Unusual Tourist Sites: Fort Jefferson Prison Dry Tortugas Islands Florida Part 1
About the unusual tourist site Fort Jefferson, one of the most dreaded prisons, on Dry Tortugas Islands in Florida, history and information.
Dry Tortugas Islands, Florida
Fort Jefferson ... One of America's most unusual national monuments was at one time the most dreaded prison in the country. Fort Jefferson, located on a tiny coral islet about 120 mi. west of the southern tip of Florida, had a reputation in the 19th century as the most evil of penal institutions.
Actually, Fort Jefferson was not originally built to be a prison, but instead was a military emplacement off the shores of America, designed to strengthen the nation's security. It was to be the Gibraltar of America.

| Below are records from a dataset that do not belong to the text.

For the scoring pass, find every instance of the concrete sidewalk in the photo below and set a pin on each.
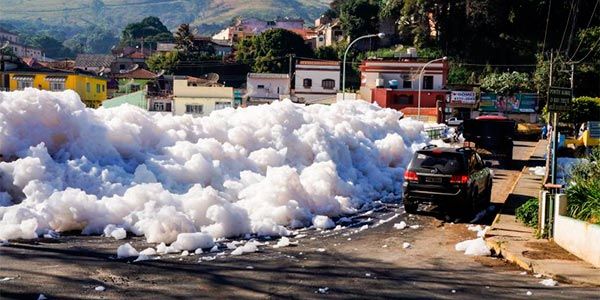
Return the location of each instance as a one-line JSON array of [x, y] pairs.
[[517, 243]]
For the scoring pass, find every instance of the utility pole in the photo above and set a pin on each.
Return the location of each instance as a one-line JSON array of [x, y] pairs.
[[551, 121], [290, 66]]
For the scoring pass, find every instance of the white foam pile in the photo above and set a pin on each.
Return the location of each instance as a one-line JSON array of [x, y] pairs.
[[258, 170], [475, 247]]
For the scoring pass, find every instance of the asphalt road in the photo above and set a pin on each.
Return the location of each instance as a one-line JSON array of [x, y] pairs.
[[348, 263]]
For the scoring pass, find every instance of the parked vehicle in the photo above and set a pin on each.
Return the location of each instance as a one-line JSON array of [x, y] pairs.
[[454, 121], [456, 179], [493, 134]]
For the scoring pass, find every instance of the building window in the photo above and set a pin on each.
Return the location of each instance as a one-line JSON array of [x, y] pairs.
[[57, 86], [328, 84], [402, 99], [221, 105], [159, 106], [22, 84], [307, 83], [428, 82], [194, 109]]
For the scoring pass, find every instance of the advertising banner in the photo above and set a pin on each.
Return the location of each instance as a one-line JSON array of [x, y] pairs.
[[466, 97]]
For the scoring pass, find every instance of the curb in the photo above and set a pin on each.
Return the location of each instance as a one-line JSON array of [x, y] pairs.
[[500, 248]]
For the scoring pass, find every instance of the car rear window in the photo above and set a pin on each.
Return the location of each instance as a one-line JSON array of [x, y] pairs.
[[444, 163]]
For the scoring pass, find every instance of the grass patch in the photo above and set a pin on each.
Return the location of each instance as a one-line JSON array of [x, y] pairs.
[[583, 190], [528, 212]]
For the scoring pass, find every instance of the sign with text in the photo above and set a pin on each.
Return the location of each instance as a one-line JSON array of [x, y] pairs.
[[559, 99], [462, 97]]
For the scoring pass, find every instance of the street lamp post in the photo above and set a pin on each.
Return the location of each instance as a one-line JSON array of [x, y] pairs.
[[379, 35], [421, 83]]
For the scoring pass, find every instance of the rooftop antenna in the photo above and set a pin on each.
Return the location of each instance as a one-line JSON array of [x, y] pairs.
[[212, 78]]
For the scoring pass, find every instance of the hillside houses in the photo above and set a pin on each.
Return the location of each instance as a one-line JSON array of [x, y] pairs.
[[243, 28], [18, 48]]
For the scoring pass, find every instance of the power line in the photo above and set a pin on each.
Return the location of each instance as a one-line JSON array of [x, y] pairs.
[[588, 26], [566, 25], [589, 52], [547, 22]]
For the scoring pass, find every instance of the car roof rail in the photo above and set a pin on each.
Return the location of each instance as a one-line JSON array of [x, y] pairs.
[[465, 148]]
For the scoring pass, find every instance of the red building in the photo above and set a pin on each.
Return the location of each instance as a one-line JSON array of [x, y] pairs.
[[395, 84]]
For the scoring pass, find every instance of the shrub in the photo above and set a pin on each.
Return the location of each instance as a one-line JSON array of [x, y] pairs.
[[528, 212], [583, 190]]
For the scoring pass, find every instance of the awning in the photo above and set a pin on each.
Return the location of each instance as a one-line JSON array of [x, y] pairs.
[[56, 78], [23, 77]]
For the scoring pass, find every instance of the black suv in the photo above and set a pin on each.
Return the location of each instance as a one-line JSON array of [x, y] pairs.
[[456, 179]]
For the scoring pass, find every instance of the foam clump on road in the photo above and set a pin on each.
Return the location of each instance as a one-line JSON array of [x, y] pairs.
[[323, 222], [475, 247], [126, 250], [193, 241], [261, 170]]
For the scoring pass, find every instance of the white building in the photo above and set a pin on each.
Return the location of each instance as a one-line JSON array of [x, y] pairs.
[[190, 97], [401, 74], [18, 49], [266, 87], [317, 81], [328, 34], [249, 27]]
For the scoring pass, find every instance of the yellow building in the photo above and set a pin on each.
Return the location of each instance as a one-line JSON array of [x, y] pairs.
[[91, 89]]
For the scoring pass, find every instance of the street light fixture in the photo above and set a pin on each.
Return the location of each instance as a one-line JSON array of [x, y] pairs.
[[379, 35], [421, 82]]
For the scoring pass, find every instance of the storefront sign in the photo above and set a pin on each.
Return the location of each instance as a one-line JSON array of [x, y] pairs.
[[462, 97], [559, 99]]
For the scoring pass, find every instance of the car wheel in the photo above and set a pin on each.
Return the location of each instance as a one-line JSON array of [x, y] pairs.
[[487, 196], [410, 206], [469, 205]]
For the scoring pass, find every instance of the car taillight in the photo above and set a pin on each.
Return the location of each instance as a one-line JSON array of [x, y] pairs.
[[459, 179], [411, 176]]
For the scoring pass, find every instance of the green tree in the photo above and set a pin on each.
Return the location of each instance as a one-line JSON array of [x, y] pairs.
[[460, 74], [583, 109], [327, 52], [184, 38], [93, 39], [150, 29], [267, 52], [167, 61], [359, 17], [51, 46], [507, 83]]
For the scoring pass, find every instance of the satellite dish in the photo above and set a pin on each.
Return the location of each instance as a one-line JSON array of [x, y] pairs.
[[212, 77]]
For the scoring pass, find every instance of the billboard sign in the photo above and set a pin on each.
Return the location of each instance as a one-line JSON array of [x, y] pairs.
[[466, 97], [559, 99]]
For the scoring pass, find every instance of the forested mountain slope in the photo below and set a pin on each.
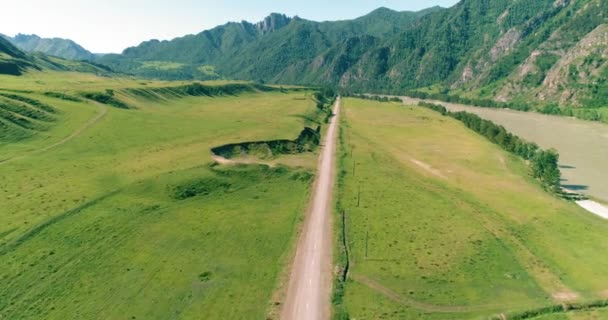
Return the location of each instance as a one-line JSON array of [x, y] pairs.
[[58, 47], [16, 62], [261, 51]]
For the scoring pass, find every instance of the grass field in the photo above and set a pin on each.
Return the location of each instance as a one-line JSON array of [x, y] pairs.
[[442, 224], [119, 214]]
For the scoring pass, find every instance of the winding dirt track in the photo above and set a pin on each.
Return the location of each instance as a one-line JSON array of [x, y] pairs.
[[103, 110], [308, 294]]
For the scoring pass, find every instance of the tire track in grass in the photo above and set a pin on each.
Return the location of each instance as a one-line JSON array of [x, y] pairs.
[[103, 110]]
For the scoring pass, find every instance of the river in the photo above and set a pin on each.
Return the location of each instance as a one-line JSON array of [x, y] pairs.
[[582, 145]]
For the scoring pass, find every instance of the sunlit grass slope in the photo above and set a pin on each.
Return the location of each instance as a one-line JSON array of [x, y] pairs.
[[442, 224], [118, 213]]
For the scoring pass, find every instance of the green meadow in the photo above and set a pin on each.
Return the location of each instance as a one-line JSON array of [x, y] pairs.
[[122, 214], [442, 224]]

Construction of Fort Jefferson began in 1846. All materials were transported from Philadelphia, 1,300 mi. away by sea. The immense structure became the largest mass of unreinforced masonry ever constructed by Americans. It is a 6-sided structure surrounding a plot of land as big as 20 football fields. The 50'-high walls are built right on the Gulf. Once the structure was completed, the Government shipped in 400 guns, which were mounted in place to "assure the country's well-being."
But Fort Jefferson, built at a cost of $1 a brick, turned out to be a fiasco. The Army discovered much too late that the water around the fort was so shallow that it would be impossible for enemy boats to travel within cannon range of the islet.
Realizing that the fort was useless for military purposes, the Government then decided to turn it into a prison. Beginning during the Civil War, therefore, it was used to house convicts.